Saving, investing, and educating yourself about finance can be lonely and boring if you go it alone. Unfortunately, too many people try to tackle money issues without support and end up giving up because they’re bored or because they aren’t getting any validation for their efforts. Sure, if you’re an introvert you may prefer to go it alone, but even then a little interaction with like-minded people can be fun and lead to new discoveries. If you want to share your journey with other people, you can start (or join) a money club.
Starting a club about money doesn’t have to be a big deal. You don’t need officers or rules. All you need is a group of willing people and someplace to meet. You can start by recruiting people you know. People from church, coworkers, neighbors, friends, members of other social groups, and family members all make prospective members. You can just casually mention that you’d like to start meeting to trade ideas and resources about investing, retirement, frugality, debt reduction, or whatever other topics interest you. Chances are that you’ll find more people than you think who are also looking for support and inspiration.
If you want to branch out and make a bigger club, you can post the details of your club at the local library, in the local newspaper, at the local community college, or on a site like Meetup.com. If you look around your area, you may also find an existing club that you’d like to join, saving you the hassle of creating one from scratch.
If you’re starting a club from scratch, you’ll need meeting space. You want this to be free of charge, if possible. Libraries often offer meeting space, and they may also help you spread the word about your group. You may also be able to use a classroom after school hours or a room in a church. Coffee shops and casual restaurants can work for smaller groups. They may be happy if you buy a drink, but most don’t require it.
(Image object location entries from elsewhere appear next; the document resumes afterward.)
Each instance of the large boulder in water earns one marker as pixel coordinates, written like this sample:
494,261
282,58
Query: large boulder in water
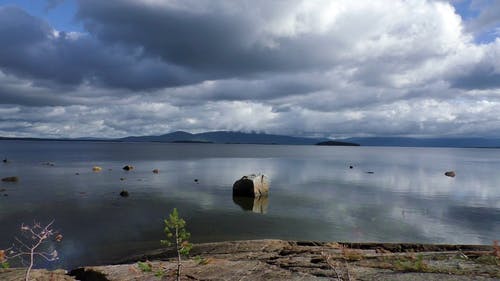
450,174
128,167
251,186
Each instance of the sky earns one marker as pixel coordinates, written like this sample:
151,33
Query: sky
324,68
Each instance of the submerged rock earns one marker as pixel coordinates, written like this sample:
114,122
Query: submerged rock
251,186
128,168
10,179
450,174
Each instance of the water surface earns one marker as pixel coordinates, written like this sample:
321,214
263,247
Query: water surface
314,195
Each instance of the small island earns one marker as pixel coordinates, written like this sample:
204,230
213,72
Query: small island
337,143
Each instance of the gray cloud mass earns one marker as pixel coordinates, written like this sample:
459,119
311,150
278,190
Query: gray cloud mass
322,68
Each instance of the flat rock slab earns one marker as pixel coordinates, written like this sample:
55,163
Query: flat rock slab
293,260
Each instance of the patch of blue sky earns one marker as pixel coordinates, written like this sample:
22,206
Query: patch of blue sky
60,16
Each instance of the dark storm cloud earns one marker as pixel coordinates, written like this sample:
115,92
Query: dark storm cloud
32,49
329,68
219,38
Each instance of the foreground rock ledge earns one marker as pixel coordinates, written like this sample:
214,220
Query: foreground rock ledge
287,260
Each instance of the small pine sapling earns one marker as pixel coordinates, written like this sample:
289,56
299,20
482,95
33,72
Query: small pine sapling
177,236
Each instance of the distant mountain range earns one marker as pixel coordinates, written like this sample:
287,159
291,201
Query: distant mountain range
257,138
226,137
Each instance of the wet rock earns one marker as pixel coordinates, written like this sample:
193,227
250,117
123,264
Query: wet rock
450,174
251,186
128,168
10,179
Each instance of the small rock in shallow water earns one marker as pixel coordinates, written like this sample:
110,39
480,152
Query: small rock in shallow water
450,174
128,168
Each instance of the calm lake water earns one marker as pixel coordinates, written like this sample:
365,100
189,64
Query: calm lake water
313,194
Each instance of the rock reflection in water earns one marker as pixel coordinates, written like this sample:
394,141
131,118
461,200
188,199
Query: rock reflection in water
256,205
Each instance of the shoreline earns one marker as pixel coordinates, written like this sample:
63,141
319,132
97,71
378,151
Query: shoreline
272,259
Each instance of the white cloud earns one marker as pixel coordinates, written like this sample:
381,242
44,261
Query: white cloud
340,68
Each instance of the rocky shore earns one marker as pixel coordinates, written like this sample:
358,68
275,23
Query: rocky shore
294,260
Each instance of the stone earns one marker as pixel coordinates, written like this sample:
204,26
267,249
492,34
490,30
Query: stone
450,174
128,168
10,179
251,186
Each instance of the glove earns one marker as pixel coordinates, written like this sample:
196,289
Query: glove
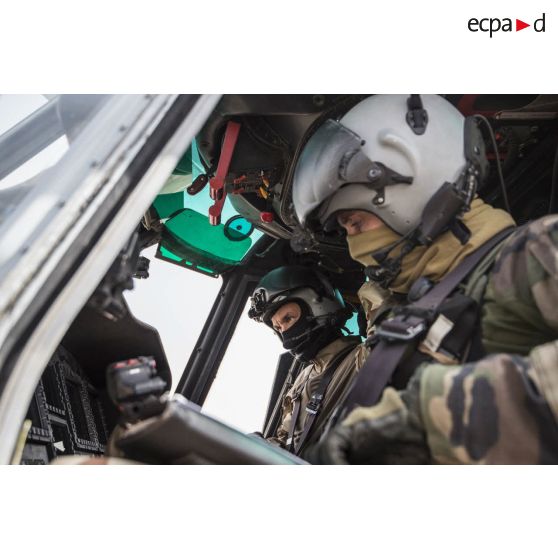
389,433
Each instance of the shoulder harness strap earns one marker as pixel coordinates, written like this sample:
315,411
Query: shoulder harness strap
406,326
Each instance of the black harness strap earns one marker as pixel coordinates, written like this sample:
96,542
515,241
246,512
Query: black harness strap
397,333
294,419
315,404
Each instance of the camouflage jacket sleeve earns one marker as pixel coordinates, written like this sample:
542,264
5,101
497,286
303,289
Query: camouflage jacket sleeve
502,409
520,305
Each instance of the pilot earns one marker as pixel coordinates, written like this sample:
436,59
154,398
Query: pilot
398,175
307,314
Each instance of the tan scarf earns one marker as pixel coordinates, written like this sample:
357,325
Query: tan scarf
438,259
You can also use your house, or the houses of your group members, but if you’re recruiting people you don’t know through the library, newspaper, or websites, make sure you have your meetings in public places, at least at first. You don’t want total strangers coming to your home.
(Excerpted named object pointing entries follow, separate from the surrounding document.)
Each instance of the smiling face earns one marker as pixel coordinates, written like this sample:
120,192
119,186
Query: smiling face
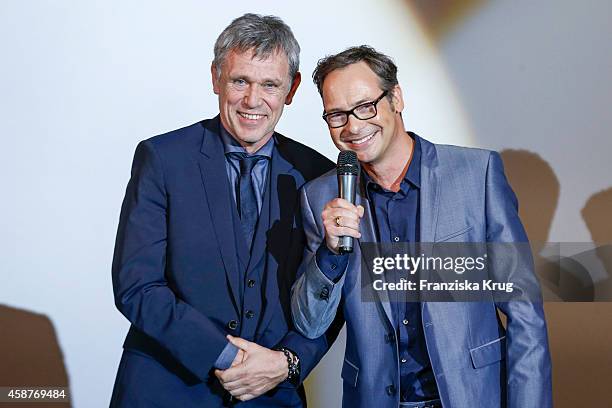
372,139
252,93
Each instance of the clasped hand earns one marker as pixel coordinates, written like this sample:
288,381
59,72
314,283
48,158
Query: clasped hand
254,371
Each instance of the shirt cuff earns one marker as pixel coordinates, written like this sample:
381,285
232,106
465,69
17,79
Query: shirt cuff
226,358
332,265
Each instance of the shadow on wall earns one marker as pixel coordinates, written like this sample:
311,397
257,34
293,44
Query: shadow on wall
439,17
30,353
580,333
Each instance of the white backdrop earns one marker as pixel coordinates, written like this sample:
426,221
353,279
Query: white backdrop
83,81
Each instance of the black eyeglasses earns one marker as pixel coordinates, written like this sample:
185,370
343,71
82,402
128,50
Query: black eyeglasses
362,112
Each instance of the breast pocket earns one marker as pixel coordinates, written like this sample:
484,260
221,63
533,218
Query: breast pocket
350,373
445,236
488,353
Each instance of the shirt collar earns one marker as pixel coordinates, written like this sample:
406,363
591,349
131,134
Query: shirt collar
231,145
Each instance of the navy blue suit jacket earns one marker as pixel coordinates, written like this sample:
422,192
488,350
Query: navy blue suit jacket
175,269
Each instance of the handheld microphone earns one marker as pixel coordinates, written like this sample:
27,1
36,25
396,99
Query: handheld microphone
348,173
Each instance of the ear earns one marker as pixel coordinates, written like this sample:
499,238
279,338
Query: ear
215,78
398,99
294,85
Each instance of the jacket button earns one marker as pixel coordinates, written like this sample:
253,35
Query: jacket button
324,294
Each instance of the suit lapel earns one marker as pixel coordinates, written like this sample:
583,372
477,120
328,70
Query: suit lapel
429,201
430,191
283,198
218,196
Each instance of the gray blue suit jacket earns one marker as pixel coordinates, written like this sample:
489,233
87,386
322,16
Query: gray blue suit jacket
464,197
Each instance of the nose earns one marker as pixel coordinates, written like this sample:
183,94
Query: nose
355,125
252,97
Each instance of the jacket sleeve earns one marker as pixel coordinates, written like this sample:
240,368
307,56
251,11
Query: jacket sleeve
528,362
141,291
315,299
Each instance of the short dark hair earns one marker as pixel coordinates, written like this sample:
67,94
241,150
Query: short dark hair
263,34
382,65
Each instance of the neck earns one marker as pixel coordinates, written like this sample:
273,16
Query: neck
389,170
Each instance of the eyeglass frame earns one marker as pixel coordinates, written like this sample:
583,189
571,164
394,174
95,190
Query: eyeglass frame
352,111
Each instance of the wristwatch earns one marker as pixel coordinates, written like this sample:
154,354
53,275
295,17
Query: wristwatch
293,364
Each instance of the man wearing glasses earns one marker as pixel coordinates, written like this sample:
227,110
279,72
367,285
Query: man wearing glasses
412,354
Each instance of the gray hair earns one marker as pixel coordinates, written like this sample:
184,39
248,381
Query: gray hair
262,34
382,65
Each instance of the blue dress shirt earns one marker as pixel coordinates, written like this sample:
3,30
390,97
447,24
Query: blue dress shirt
259,174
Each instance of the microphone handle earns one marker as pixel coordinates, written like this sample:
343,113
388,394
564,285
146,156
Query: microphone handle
347,189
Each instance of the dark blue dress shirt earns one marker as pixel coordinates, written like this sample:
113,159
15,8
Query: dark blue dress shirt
259,174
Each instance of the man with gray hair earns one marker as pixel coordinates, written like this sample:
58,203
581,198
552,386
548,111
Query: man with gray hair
209,242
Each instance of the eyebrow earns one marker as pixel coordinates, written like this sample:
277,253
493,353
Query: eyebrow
275,81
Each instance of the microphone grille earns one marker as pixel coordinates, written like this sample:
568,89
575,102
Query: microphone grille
347,163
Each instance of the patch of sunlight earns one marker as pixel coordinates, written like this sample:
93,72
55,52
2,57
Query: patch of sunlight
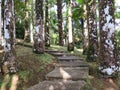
110,88
5,82
14,82
51,88
1,51
64,74
80,50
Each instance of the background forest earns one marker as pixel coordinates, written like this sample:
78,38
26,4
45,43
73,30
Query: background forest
86,28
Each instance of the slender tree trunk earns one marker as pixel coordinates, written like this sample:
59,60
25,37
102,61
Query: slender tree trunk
9,59
47,37
0,24
92,52
59,13
70,32
39,42
85,30
109,63
31,23
26,21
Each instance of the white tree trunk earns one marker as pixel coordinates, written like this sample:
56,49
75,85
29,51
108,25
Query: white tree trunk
0,25
9,59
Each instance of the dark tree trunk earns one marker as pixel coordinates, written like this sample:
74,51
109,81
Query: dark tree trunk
92,52
39,41
109,63
47,37
70,32
9,59
59,13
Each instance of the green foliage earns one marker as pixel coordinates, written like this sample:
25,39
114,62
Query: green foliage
20,30
77,12
118,40
80,1
24,75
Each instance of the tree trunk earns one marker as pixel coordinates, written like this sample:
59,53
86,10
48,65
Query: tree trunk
109,63
0,23
9,59
85,30
70,33
92,52
38,41
60,19
32,22
47,37
26,33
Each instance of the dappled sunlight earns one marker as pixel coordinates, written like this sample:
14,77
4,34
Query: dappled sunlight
64,74
5,82
1,51
110,88
14,82
51,87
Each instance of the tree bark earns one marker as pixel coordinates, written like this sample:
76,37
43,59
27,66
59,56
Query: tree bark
32,22
9,58
92,52
39,41
47,37
85,30
26,33
0,23
109,63
70,32
60,20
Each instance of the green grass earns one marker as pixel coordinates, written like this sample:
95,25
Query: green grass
32,67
Once you’ve got some people and a space, you can let the conversation rip. If you want to stick to one topic that’s fine, although many great ideas are found when the conversation ranges over the course of the evening. You can share success stories and problems, discuss articles you saw online or in a magazine, talk about something you heard from an advisor, or swap recipes and frugal tips. You can also have an occasional book club month where everyone reads the same finance book and discusses it. Just be sure to listen as well as talk. No one likes a group member who monopolizes the conversation and makes it all about themselves and their problems.
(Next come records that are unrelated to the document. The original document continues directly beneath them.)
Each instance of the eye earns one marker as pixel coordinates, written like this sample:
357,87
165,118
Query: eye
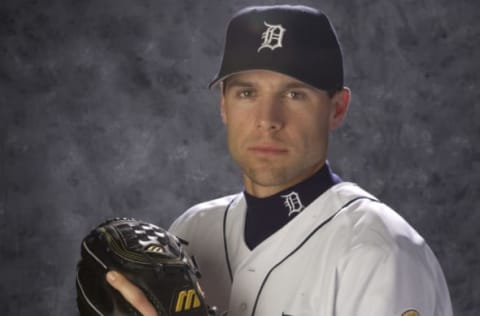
245,93
296,95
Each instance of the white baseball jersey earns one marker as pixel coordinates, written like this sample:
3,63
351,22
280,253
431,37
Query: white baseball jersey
345,254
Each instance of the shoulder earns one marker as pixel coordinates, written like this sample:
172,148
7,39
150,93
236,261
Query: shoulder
204,213
370,222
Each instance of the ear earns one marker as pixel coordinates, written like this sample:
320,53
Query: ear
223,111
340,103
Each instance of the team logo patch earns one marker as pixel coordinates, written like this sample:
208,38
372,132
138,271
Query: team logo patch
293,203
272,37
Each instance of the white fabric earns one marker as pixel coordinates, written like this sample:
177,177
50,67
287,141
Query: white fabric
332,259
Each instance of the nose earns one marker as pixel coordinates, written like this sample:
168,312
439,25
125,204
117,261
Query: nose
269,115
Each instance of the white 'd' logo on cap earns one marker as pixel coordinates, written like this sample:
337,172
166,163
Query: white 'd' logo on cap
272,37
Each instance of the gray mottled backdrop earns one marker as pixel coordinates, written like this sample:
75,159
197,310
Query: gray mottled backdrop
105,112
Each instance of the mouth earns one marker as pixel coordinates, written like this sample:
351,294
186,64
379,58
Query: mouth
267,150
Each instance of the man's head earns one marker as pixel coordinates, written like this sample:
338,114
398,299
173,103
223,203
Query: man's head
282,82
297,41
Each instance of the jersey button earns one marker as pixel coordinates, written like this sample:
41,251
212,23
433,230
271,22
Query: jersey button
243,306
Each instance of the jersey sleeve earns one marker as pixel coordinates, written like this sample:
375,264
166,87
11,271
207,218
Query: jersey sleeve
399,280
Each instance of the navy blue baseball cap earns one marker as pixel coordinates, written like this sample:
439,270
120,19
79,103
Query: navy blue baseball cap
294,40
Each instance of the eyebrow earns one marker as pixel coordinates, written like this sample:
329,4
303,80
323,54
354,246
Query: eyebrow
235,82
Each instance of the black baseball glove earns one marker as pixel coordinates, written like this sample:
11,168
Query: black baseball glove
150,257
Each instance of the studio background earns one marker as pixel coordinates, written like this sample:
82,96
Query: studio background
105,112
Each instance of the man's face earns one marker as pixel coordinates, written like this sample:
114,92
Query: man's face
277,128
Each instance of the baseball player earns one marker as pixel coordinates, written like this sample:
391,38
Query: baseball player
298,240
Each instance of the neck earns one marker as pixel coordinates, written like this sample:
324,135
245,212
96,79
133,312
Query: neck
262,191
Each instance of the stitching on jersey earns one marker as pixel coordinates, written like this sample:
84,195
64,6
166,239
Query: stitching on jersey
303,242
A money club doesn’t have to be serious or dull. If your venue allows for food, you can arrange potluck dinners or have members sign up to provide refreshments on a rotating basis. You can occasionally play games related to money, or watch a movie/documentary about money. You can celebrate birthdays and holidays, all while you discuss the financial topics you want to learn about. Occasionally, you can just shelve the money talk and do something fun like plan a group outing to the park or a free concert.
A club can give you support and friendship that might make those hard financial days seem a bit easier. And you get to capitalize on the knowledge of those who might know more than you or have great ideas that you never thought of. At the very least, it’s a chance to get out and make some new friends and have a little fun.